Freies Spiel im Garten zählt nicht strikt zur 5-Minuten-Regel, da der Welpe hier Pausen macht, wann er will. Er schnüffelt, legt sich hin, rennt kurz. Das ist natürliche Bewegung.
Aber: Bremsen Sie ihn auch hier, wenn er wild mit anderen Hunden tobt. Nach 5-10 Minuten Toben sollte eine Zwangspause folgen.

Häufige Fragen zur Welpen-Bewegung
Darf ich den Welpen zum Joggen mitnehmen?
Nein! Joggen oder Radfahren ist eine gleichförmige Dauerbelastung. Das ist pures Gift für die weichen Gelenke. Warten Sie damit mindestens bis zum 12. (kleine Hunde) bzw. 15. Monat (große Hunde) und nach einem Röntgen-Check beim Tierarzt.
Was tun, wenn der Spaziergang länger dauert?
Wenn Sie eine größere Runde machen wollen, tragen Sie den Welpen zwischendurch (Rucksack oder Welpenwagen). Er kann so dabei sein und Eindrücke sammeln, ohne seine Knochen zu belasten.

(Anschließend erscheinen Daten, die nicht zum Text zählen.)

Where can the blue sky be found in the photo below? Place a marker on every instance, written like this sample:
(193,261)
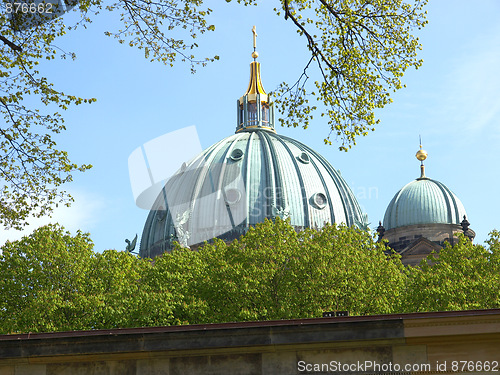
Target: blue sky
(453,101)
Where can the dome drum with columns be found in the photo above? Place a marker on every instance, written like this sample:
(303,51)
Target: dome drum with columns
(245,178)
(422,217)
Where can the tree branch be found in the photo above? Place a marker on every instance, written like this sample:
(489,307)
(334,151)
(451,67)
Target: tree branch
(15,47)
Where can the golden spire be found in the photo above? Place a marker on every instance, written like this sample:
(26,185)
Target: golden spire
(421,155)
(255,85)
(255,54)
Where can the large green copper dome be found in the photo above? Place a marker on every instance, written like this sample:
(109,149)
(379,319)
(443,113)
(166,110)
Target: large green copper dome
(423,201)
(240,181)
(245,178)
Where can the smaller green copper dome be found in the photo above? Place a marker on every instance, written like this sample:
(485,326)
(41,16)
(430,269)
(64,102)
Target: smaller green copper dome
(423,201)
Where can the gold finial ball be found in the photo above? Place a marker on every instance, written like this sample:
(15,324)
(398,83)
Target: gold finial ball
(421,155)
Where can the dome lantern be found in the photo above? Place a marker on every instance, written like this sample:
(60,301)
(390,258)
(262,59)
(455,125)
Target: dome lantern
(255,110)
(421,155)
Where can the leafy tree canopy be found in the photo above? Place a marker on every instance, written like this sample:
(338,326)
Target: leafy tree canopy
(53,281)
(359,52)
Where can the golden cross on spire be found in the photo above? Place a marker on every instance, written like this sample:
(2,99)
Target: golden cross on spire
(255,54)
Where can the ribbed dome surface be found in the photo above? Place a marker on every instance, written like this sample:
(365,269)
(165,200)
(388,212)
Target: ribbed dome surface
(423,201)
(240,181)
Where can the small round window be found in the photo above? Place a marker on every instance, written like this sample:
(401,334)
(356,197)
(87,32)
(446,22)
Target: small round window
(236,154)
(304,158)
(319,200)
(233,196)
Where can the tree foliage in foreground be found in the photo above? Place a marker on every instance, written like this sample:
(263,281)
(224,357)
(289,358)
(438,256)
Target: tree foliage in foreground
(358,52)
(53,281)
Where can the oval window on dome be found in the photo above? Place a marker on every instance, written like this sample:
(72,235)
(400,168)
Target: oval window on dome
(319,200)
(233,196)
(236,154)
(304,158)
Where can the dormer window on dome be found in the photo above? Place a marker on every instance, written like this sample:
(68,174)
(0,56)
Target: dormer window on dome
(255,111)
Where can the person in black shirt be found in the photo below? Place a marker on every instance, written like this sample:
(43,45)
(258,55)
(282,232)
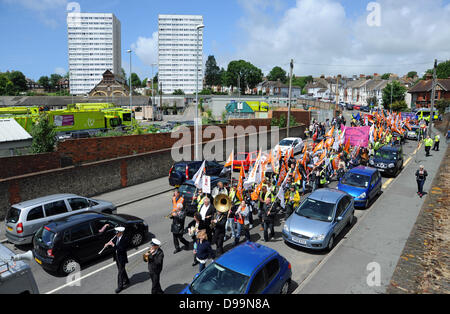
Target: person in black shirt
(120,245)
(177,228)
(421,176)
(155,258)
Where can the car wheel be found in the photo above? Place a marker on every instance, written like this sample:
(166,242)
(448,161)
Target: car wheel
(330,243)
(350,221)
(285,288)
(137,239)
(69,265)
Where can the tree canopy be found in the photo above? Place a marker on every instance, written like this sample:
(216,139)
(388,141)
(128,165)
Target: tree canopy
(277,73)
(249,75)
(398,93)
(212,72)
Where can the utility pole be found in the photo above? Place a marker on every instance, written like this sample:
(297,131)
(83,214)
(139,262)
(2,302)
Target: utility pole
(289,101)
(433,95)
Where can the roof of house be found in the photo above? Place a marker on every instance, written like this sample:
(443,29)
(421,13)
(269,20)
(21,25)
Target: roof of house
(11,131)
(426,85)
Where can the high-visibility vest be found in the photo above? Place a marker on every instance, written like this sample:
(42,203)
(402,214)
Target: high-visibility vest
(428,142)
(175,202)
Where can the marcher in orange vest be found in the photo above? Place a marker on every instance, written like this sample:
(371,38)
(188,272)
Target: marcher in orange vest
(176,199)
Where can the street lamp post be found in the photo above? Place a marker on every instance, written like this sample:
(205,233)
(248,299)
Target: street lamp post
(196,150)
(131,87)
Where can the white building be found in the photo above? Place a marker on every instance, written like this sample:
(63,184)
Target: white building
(94,46)
(178,52)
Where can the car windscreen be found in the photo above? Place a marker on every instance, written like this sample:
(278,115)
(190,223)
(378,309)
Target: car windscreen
(386,154)
(315,209)
(286,143)
(187,189)
(13,215)
(241,156)
(355,179)
(45,236)
(217,279)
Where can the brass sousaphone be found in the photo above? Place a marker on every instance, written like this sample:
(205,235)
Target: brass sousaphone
(222,203)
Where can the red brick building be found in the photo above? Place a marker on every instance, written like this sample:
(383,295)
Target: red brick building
(421,92)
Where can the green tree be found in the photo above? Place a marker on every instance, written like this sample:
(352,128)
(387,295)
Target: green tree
(398,93)
(399,106)
(372,101)
(412,74)
(301,81)
(54,79)
(442,105)
(178,92)
(44,81)
(277,73)
(249,75)
(135,81)
(44,135)
(442,70)
(212,72)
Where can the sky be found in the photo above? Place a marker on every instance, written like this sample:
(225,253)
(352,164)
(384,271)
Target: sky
(326,37)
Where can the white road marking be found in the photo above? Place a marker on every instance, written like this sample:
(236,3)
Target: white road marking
(94,272)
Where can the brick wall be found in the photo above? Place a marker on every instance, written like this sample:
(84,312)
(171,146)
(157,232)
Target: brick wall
(108,175)
(301,116)
(19,165)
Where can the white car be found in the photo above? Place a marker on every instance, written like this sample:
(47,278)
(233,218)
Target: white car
(287,143)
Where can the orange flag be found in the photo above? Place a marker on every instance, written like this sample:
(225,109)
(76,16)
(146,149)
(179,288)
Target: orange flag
(240,187)
(319,146)
(229,161)
(330,133)
(347,146)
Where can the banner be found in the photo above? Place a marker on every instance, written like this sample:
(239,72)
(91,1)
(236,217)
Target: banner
(358,136)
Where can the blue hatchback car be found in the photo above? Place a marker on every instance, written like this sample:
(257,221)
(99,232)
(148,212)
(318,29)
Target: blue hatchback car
(250,268)
(363,183)
(319,219)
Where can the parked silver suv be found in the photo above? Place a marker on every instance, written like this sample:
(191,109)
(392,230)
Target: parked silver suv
(15,275)
(25,218)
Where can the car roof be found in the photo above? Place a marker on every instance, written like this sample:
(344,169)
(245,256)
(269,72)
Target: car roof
(327,195)
(71,220)
(390,147)
(43,199)
(213,179)
(246,257)
(363,170)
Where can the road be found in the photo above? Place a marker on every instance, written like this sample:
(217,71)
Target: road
(100,276)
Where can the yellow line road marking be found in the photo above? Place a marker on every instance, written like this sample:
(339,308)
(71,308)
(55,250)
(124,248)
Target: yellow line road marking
(386,184)
(406,162)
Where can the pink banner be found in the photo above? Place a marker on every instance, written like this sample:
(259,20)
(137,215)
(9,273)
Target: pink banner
(359,136)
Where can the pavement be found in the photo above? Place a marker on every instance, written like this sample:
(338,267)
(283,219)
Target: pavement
(365,260)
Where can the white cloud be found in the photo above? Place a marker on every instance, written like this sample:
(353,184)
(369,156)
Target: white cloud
(60,71)
(147,49)
(50,12)
(322,38)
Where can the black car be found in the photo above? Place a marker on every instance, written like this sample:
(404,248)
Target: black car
(365,108)
(388,159)
(185,170)
(64,244)
(188,189)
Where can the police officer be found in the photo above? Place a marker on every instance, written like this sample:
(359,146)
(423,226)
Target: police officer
(428,144)
(437,138)
(155,258)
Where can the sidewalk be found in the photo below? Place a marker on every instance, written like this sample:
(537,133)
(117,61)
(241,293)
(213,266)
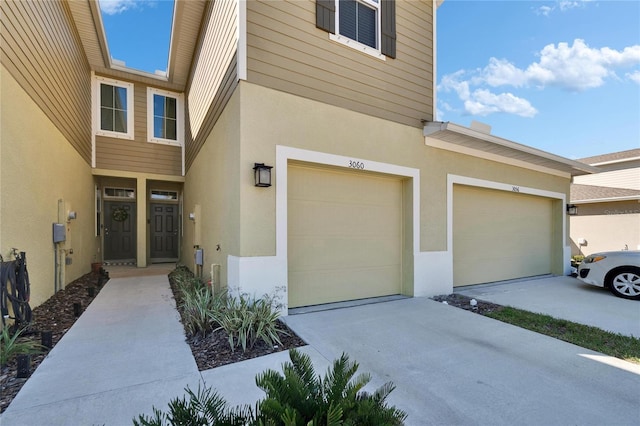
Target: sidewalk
(125,354)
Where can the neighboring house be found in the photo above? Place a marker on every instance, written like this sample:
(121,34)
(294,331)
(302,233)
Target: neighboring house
(608,204)
(369,195)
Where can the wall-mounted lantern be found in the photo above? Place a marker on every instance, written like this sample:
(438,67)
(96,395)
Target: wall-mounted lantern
(262,175)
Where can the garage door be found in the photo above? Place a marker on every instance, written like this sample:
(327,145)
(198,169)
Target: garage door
(344,235)
(499,235)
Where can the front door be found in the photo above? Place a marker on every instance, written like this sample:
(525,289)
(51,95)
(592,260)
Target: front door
(164,232)
(119,230)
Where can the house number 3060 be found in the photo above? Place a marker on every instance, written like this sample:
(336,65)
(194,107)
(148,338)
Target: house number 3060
(356,165)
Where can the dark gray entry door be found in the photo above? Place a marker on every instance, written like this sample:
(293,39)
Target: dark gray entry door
(164,231)
(119,230)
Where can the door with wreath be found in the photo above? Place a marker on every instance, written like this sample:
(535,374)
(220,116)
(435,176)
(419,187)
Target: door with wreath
(119,231)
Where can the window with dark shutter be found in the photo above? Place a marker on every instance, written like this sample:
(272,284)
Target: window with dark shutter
(371,23)
(388,37)
(326,15)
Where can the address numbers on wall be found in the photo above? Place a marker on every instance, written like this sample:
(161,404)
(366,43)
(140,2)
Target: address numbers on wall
(358,165)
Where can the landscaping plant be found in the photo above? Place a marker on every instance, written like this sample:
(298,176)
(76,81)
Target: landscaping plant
(200,307)
(300,397)
(247,320)
(296,397)
(206,407)
(12,346)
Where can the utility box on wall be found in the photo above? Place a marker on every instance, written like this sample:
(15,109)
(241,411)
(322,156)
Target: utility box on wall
(59,233)
(199,256)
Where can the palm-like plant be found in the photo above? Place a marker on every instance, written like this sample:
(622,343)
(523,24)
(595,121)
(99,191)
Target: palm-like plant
(206,407)
(300,397)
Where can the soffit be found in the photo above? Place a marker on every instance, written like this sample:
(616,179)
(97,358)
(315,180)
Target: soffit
(614,157)
(487,143)
(187,20)
(592,192)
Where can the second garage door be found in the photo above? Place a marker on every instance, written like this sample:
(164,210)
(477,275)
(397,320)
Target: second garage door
(499,235)
(344,235)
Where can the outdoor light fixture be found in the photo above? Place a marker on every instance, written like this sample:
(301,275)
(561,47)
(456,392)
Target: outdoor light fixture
(262,174)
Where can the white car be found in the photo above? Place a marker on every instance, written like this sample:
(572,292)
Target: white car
(619,271)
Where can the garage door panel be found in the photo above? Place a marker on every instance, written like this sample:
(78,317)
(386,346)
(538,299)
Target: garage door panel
(309,253)
(351,219)
(344,235)
(499,235)
(327,286)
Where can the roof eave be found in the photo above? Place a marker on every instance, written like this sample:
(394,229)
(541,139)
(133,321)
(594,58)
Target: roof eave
(439,130)
(606,199)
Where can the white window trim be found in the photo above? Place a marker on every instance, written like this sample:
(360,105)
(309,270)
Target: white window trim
(337,37)
(130,113)
(179,97)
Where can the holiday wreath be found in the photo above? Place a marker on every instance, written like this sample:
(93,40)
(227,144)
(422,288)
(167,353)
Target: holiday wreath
(119,214)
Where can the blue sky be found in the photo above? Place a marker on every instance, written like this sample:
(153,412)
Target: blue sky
(560,76)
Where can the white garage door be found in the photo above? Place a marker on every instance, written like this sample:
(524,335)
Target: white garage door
(499,235)
(344,235)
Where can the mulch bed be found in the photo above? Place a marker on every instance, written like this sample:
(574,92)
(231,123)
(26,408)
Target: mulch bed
(56,315)
(214,349)
(463,302)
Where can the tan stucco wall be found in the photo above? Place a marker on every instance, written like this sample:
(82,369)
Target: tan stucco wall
(271,118)
(38,167)
(606,226)
(212,192)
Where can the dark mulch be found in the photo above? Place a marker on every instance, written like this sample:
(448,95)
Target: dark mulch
(214,349)
(464,302)
(56,315)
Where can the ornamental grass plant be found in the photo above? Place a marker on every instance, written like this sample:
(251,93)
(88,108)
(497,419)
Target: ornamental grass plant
(13,345)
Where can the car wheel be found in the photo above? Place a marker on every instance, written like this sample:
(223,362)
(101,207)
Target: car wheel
(625,282)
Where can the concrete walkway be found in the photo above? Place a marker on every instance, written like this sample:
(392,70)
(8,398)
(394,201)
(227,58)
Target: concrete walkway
(454,367)
(127,353)
(566,298)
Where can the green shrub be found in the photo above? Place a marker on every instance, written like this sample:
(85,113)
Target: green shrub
(12,346)
(298,397)
(200,307)
(247,320)
(205,407)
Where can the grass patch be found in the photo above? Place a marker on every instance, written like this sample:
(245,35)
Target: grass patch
(616,345)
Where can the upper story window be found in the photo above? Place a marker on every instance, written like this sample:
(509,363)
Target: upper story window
(165,112)
(113,108)
(365,25)
(359,21)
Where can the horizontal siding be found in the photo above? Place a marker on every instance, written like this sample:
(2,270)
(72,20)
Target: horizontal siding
(138,155)
(42,51)
(287,52)
(215,73)
(629,179)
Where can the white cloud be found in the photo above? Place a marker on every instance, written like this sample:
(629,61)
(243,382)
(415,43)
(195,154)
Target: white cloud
(634,76)
(483,102)
(575,68)
(544,10)
(114,7)
(561,5)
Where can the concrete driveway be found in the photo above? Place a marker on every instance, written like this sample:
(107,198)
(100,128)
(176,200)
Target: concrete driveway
(456,367)
(567,298)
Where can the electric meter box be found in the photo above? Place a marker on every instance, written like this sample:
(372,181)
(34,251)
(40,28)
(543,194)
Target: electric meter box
(199,257)
(59,233)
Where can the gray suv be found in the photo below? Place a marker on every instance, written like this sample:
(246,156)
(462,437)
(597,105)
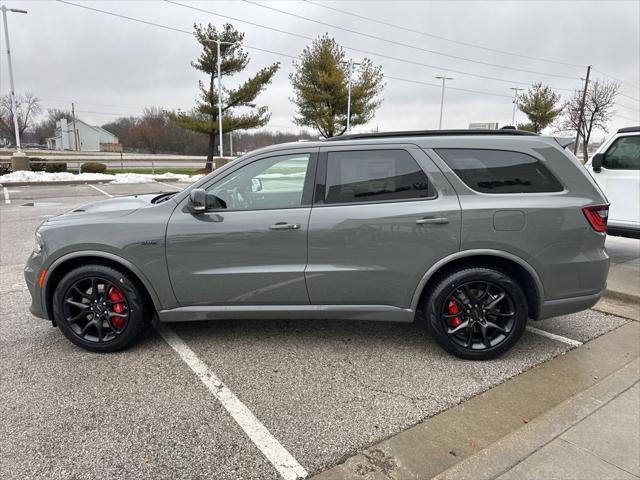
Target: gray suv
(471,232)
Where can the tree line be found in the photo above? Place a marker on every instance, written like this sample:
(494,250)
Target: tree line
(322,79)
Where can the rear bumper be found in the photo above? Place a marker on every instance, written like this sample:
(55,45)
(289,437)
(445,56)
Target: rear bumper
(622,230)
(564,306)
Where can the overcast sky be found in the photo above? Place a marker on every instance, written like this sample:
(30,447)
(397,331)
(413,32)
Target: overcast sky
(113,67)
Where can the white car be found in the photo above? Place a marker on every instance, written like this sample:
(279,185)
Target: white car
(616,168)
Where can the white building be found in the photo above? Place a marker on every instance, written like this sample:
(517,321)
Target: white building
(90,138)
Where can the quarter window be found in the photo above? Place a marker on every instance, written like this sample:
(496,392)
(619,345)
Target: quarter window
(624,154)
(374,175)
(499,171)
(269,183)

Gilt die Regel auch für kleine Rassen?
Ja. Auch ein Chihuahua hat Wachstumsfugen. Zwar härten diese etwas schneller aus als bei einer Dogge, aber im ersten halben Jahr gilt die Schonung für alle.
Quellenhinweis: Richtwerte zur Belastung des Bewegungsapparates im Wachstum basieren auf Empfehlungen der Bundesverband Praktizierender Tierärzte (bpt).